The region is underlain by an assemblage of sedimentary rocks consisting mainly of continental margin and shelf facies rocks. This assemblage was deposited on and to the west of the Ancestral North American craton. These sedimentary rocks, for the most part typical miogeoclinal facies, range in age from Hadrynian to Upper Cretaceous. Structurally these rocks are part of the Foreland thrust and fold belt of the North American Cordillera.
The coal measures of the region occur mainly in Cretaceous sediments deposited unconformably on older miogeoclinal strata. These sediments were subjected to fold and thrust tectonics, which also affected the older rocks.
In the late 1970s to early 1980s, the Onion Lake property was owned by Shell Canada and exploration operations were conducted by Crows Nest Resources.
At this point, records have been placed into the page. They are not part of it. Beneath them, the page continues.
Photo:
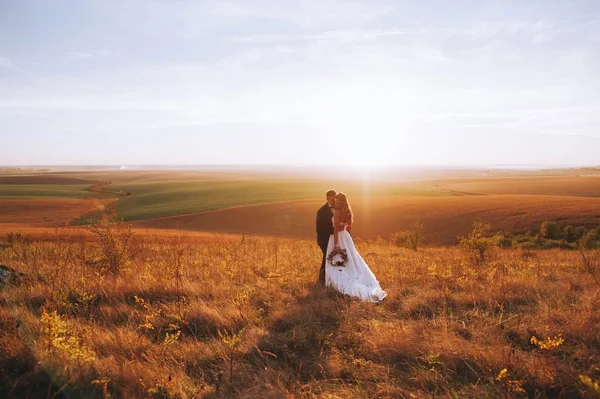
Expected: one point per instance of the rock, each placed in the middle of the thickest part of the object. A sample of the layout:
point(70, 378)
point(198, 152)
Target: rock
point(9, 275)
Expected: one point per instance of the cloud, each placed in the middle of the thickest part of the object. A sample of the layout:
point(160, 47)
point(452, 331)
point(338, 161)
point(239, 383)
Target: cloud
point(79, 56)
point(10, 65)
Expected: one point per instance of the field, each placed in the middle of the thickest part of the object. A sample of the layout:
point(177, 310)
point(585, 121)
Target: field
point(241, 317)
point(444, 218)
point(228, 201)
point(214, 295)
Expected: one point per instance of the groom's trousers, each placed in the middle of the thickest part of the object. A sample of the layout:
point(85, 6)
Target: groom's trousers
point(323, 241)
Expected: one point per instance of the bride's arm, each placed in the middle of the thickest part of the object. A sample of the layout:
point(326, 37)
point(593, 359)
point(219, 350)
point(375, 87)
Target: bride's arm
point(336, 227)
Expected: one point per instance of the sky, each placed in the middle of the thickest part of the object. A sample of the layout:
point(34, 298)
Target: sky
point(376, 82)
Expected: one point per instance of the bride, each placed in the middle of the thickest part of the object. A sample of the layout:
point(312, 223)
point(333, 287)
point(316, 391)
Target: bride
point(354, 278)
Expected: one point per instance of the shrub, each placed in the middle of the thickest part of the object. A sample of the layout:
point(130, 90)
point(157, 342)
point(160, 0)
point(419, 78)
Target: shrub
point(409, 238)
point(477, 244)
point(115, 241)
point(504, 242)
point(550, 230)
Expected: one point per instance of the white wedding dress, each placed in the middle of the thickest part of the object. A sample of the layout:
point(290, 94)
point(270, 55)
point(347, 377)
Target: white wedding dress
point(354, 278)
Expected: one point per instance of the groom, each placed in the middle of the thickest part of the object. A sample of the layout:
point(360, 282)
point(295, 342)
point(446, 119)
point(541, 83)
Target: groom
point(325, 229)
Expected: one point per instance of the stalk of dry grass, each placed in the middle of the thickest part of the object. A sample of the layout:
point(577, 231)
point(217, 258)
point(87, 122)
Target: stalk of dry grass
point(227, 316)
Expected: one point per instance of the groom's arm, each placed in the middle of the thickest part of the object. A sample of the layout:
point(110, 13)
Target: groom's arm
point(324, 225)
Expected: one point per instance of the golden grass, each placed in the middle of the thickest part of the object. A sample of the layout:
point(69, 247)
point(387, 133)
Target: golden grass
point(579, 186)
point(444, 218)
point(194, 316)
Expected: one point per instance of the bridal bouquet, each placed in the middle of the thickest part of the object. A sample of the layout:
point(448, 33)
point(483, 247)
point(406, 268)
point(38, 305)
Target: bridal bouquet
point(338, 257)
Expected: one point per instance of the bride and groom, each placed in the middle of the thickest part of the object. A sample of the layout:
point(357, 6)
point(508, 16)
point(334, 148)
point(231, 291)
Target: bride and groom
point(350, 274)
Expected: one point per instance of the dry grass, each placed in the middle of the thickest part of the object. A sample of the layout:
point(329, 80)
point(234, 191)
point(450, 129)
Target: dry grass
point(579, 186)
point(196, 316)
point(444, 218)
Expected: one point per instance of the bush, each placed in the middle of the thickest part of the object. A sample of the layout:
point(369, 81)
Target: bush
point(504, 242)
point(550, 230)
point(476, 244)
point(409, 238)
point(590, 240)
point(115, 241)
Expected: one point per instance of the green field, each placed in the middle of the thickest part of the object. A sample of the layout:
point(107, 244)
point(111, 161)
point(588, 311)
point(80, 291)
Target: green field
point(169, 198)
point(48, 191)
point(154, 195)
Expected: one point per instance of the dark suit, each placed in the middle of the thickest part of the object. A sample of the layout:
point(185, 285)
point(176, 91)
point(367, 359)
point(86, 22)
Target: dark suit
point(324, 231)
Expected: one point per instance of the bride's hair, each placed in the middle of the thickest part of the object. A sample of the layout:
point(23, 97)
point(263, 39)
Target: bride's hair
point(347, 215)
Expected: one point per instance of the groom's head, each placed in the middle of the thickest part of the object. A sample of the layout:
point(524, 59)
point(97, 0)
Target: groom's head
point(330, 195)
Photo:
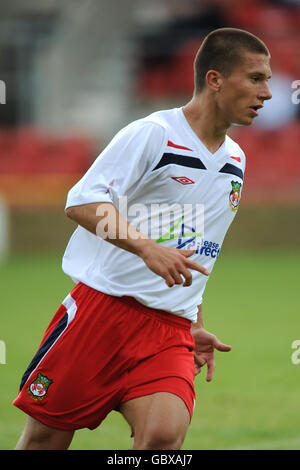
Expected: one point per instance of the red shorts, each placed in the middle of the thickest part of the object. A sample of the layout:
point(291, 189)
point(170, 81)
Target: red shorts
point(100, 351)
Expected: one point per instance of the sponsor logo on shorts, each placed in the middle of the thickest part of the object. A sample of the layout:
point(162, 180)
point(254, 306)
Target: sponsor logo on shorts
point(38, 389)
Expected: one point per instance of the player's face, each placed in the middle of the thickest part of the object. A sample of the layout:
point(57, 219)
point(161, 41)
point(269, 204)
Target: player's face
point(243, 93)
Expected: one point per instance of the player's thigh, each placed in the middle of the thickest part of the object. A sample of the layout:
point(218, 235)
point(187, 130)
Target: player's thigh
point(38, 436)
point(158, 421)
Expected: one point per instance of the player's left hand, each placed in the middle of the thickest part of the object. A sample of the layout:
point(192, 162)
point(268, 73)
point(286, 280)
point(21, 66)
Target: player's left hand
point(205, 345)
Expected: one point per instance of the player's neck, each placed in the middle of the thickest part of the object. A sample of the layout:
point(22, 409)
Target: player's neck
point(205, 121)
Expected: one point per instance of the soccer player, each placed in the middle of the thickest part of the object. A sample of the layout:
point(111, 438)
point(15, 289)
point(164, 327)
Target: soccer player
point(130, 335)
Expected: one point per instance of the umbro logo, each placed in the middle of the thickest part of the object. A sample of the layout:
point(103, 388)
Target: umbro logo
point(183, 179)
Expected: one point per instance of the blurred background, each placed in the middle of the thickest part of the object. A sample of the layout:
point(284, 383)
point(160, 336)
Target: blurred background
point(76, 72)
point(72, 74)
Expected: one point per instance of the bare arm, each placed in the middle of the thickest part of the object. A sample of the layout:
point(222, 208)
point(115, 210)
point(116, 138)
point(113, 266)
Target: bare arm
point(104, 220)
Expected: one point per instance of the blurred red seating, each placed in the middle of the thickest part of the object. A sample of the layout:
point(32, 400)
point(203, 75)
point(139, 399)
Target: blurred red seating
point(27, 151)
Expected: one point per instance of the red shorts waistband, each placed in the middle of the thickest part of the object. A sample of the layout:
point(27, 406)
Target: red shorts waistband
point(161, 315)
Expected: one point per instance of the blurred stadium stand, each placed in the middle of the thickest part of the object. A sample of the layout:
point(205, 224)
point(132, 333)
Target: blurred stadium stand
point(76, 72)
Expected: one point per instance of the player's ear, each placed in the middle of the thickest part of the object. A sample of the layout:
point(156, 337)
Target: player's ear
point(213, 80)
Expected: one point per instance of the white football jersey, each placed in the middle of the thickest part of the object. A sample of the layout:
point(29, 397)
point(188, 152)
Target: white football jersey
point(164, 180)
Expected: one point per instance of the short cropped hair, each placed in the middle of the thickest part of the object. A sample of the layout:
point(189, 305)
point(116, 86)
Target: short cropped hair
point(222, 50)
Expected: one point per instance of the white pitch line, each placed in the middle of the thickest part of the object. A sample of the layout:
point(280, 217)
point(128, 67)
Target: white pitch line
point(291, 444)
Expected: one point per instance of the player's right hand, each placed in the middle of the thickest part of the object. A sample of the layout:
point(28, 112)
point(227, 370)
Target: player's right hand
point(172, 265)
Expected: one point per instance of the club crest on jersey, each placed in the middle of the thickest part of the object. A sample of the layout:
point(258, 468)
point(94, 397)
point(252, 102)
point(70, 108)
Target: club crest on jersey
point(39, 387)
point(235, 195)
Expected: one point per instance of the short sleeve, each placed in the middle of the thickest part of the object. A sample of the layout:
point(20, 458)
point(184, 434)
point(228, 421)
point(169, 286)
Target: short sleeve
point(121, 165)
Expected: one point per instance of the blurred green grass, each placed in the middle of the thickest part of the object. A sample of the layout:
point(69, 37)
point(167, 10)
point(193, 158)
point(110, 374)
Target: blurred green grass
point(251, 302)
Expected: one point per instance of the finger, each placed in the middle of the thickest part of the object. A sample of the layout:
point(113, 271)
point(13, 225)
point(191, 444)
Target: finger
point(197, 267)
point(187, 276)
point(210, 369)
point(221, 346)
point(176, 276)
point(169, 280)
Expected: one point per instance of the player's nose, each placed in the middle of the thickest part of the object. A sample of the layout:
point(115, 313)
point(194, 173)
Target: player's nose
point(266, 93)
Geological mapping was done between 1979 and 1980, followed by drilling of two diamond drill holes: one in 1981 and the other in 1984.
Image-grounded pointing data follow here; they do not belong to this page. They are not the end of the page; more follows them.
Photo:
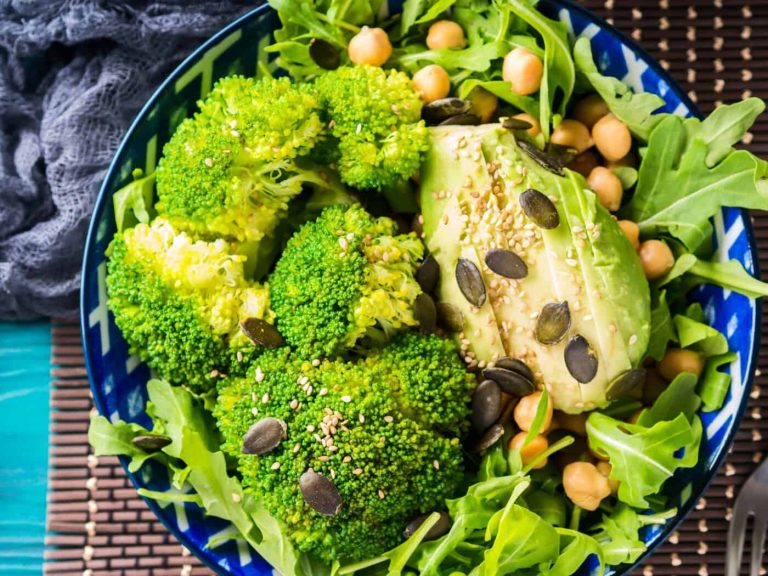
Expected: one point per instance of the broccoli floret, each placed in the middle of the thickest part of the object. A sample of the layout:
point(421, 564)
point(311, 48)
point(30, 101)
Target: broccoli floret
point(376, 117)
point(178, 302)
point(343, 278)
point(350, 424)
point(231, 170)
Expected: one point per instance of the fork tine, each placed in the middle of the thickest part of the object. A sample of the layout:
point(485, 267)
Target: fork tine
point(736, 532)
point(758, 541)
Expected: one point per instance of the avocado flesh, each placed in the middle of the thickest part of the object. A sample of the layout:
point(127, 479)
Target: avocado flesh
point(470, 181)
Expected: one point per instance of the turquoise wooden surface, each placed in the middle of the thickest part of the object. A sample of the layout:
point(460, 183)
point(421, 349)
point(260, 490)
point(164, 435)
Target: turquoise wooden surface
point(25, 355)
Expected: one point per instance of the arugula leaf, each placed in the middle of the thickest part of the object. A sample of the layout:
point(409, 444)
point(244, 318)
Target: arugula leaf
point(619, 533)
point(713, 386)
point(677, 191)
point(662, 327)
point(643, 458)
point(108, 439)
point(677, 398)
point(133, 202)
point(559, 76)
point(635, 110)
point(694, 333)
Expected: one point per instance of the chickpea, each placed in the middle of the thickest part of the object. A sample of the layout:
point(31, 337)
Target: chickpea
point(631, 231)
point(576, 423)
point(525, 412)
point(573, 134)
point(535, 128)
point(590, 109)
point(584, 163)
point(528, 453)
point(678, 360)
point(629, 161)
point(370, 46)
point(612, 137)
point(484, 103)
point(656, 258)
point(605, 469)
point(523, 70)
point(607, 186)
point(432, 83)
point(653, 387)
point(584, 485)
point(445, 34)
The main coal seams occur in the Gates Formation (362 to 435 metres thick), which consists of interbedded sandstone, siltstone, mudstone, coal and conglomerate. Up to 11 seams are present and range in thickness from 0.21 metre to approximately 14 metres. In general, the seams thin towards the top of the formation, with the thickest coal occurring between 20 and 30 metres above the Torrens sandstone (first Gates coal zone). Drillhole ON81-1 encountered an 8.5-metre-thick seam at the top of the coal-bearing section of the Gates Formation.
Coal also occurs in the Gething Formation, in possibly two zones of no more than 1 or 2 metres each.
The structure consists of four northwest-trending, northwest-plunging folds, of which the Wapiti anticline and the Onion syncline are the most northeastern. The Cretaceous is thrust against the Paleozoic along the northwest-trending, southwest-dipping Front Range thrust at the western edge of the property.